Here’s the blurb, from Amazon:
You’ve heard the stories about the dark side of the internet-hackers, anonymous hoards attacking an unlucky target, and revenge porn-but they remain just that: stories. Surely these things would never happen to you.
Zoe Quinn used to feel the same way. Zoe is a video game developer whose ex-boyfriend published a crazed blog post cobbled together from private information, half-truths, and outright fictions, along with a rallying cry to the online hordes to go after her. The hordes answered in the form of a so-called movement known as #gamergate–they hacked her accounts, stole nude photos of her, harassed her family, friends and colleagues, and threatened to rape and murder her. But instead of shrinking into silence as the online mobs wanted her to, she has raised her voice and speaks out against this vicious online culture and for making the internet a safer place for everyone.
In the several years since #Gamergate started, Quinn has helped thousands of people with her advocacy and online abuse crisis resource Crash Override Network. From locking down individuals’ personal accounts and information to working with tech companies and lawmakers alike to inform policy, she has firsthand knowledge about every angle of online abuse, what powerful institutions are (and aren’t) doing about it, and how we can protect our digital spaces and selves–and now she wants to share that information with you.

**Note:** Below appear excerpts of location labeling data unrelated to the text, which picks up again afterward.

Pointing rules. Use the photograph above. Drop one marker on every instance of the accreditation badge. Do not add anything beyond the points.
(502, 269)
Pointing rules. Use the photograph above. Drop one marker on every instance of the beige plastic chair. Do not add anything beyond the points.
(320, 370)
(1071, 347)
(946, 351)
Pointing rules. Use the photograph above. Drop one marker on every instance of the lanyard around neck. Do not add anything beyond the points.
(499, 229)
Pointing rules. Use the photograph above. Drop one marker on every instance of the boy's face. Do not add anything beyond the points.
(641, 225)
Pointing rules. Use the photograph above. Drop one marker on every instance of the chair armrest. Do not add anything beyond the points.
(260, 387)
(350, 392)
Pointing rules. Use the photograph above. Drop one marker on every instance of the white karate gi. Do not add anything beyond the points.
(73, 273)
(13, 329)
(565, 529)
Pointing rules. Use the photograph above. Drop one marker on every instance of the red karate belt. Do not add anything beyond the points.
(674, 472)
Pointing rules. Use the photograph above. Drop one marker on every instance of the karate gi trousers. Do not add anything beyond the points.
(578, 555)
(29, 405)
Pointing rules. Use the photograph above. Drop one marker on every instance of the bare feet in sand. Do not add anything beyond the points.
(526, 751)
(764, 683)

Crash Override offers an up close look inside the controversy, threats, and social and cultural battles that started in the far corners of the internet and have since permeated our online lives. Quinn uses her story–as target and as activist–to provide an accessible, personal, and human look at the ways the internet impacts our lives and culture. Through anecdotes from the eye of the storm to practical advice for keeping yourself and others safe online, Crash Override combines memoir, manifesto, and map to a better future for our online lives.